En 2017, el actor Ben Kingsley le entregó el Óscar Honorífico a Frederick Wiseman –fallecido a sus 96 años el pasado 16 de febrero–, diciendo que «sus películas ofrecen información, información pura»1 e incitando a todos los actores a verlas, porque ahí yace la verdad. Considerar al documental como fuente de objetividad e información debilita la concepción de este como espacio de descubrimiento y de indagación, como si, en una película, las cosas no comenzaran a suceder cuando se les coloca una cámara delante. Wiseman no ha tenido problema alguno en decir que manipulaba las situaciones que filmaba, porque si bien lo que sucedía frente a la cámara no tenía su intervención directa –no estaba actuado por los personajes ni provocado por él– la manera en la que filmaba y montaba generaba situaciones dramáticas no solamente dentro de las escenas, sino en la sucesión de ellas. Robert Flaherty, director de Nanook el esquimal, defendió la escenificación de ciertas escenas de su película al decir que «uno a menudo tiene que distorsionar una cosa para captar su verdadero espíritu»2. Es necesaria la manipulación para construir la verdad propia de la película. No puede existir objetividad cuando un lugar o una persona está siendo vista por alguien. Cabe preguntarse tanto por lo que se filma como por quién está detrás de cámara y qué intenciones tiene. Es como si existiera una reluctancia a pensar una película en torno a problemas de cine, donde la validez radicara en la verosimilitud, en los temas que trata, en los personajes que representa o en el virtuosismo en el uso de la imagen o el sonido. Si una lo piensa en torno a otras artes, los materiales con los que se trabaja no tienen más valor que la manera en la que se usan, y la distinción entre forma y contenido no tiene vigencia alguna. Los materiales con los que se trabaja no son nada: son material. Lo que se hace con ellos depende de la manera en la que interpelan.

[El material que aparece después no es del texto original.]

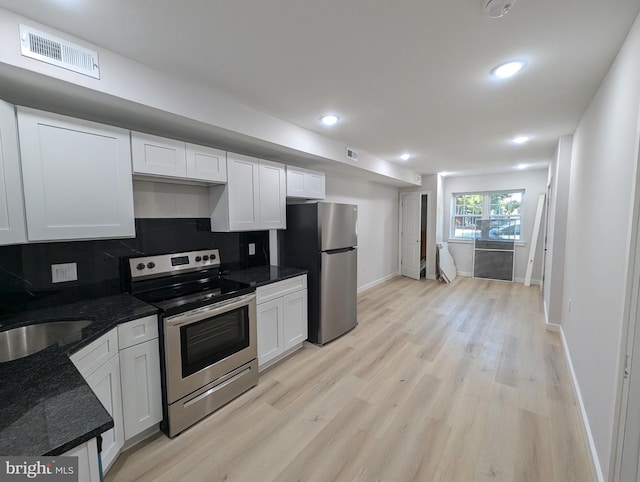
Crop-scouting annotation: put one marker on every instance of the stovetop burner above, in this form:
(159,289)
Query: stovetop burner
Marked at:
(179,282)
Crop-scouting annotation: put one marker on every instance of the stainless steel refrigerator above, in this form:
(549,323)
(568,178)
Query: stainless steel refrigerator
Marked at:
(322,238)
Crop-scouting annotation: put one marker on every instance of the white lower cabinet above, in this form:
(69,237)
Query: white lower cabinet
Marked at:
(88,467)
(105,383)
(282,319)
(141,394)
(270,336)
(122,368)
(295,329)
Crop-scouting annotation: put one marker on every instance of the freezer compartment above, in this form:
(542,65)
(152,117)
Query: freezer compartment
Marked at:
(338,294)
(337,225)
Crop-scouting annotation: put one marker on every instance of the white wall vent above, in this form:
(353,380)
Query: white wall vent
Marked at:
(61,53)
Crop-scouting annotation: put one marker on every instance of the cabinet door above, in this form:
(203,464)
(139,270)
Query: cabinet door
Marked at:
(243,192)
(295,183)
(314,185)
(270,317)
(87,454)
(302,183)
(76,177)
(273,196)
(206,164)
(105,383)
(158,156)
(12,227)
(141,395)
(295,319)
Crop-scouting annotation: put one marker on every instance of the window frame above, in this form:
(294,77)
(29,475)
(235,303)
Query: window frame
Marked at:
(485,208)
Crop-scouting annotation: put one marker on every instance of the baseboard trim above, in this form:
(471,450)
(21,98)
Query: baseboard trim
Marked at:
(377,282)
(596,470)
(533,281)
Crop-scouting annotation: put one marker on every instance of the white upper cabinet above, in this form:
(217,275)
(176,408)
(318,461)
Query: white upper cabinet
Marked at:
(76,178)
(162,157)
(206,163)
(158,156)
(305,184)
(254,197)
(12,227)
(273,195)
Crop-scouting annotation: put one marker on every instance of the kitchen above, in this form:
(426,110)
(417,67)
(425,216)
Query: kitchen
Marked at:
(111,106)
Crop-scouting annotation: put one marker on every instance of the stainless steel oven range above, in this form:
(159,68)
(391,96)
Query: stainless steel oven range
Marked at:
(207,329)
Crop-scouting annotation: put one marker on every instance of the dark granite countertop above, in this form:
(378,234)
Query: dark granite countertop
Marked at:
(263,275)
(46,407)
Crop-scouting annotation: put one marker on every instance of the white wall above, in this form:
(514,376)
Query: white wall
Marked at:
(559,173)
(533,182)
(171,99)
(603,165)
(377,226)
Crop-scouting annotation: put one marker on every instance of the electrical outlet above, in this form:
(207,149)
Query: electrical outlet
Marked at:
(63,272)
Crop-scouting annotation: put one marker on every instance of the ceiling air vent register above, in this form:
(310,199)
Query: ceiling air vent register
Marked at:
(61,53)
(497,8)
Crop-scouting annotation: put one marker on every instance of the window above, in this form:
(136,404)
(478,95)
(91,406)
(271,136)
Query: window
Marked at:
(502,209)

Wiseman, considerado uno de los padres del cine documental, ha rechazado fervientemente el término cinema verité (cine de realidad) por considerarlo pretencioso y sin significado alguno3. Tras rodar en hospitales (uno de ellos para criminales con trastornos mentales), bibliotecas, clubes de boxeo, cabarets, refugios para víctimas de violencia doméstica, parques, restaurantes, tribunales, oficinas públicas, bares, kioscos y centros de esquí, Wiseman reconocía que su interés se centraba en lo que funcionara como película, buscando «material que fuera usable»4. Lo particular en su obra no está en los lugares y las personas a las que filma, sino en la manera en la que los transforma en película. Filmaba hasta 150 horas de material en un lapso de, a veces, meses de corrido; se encerraba a verlo y tomaba apuntes. Consideraba a la película como una conversación consigo mismo e intentaba que su propia experiencia permease en lo que terminaba por ser la película: un deseo de ver más allá de lo aparente.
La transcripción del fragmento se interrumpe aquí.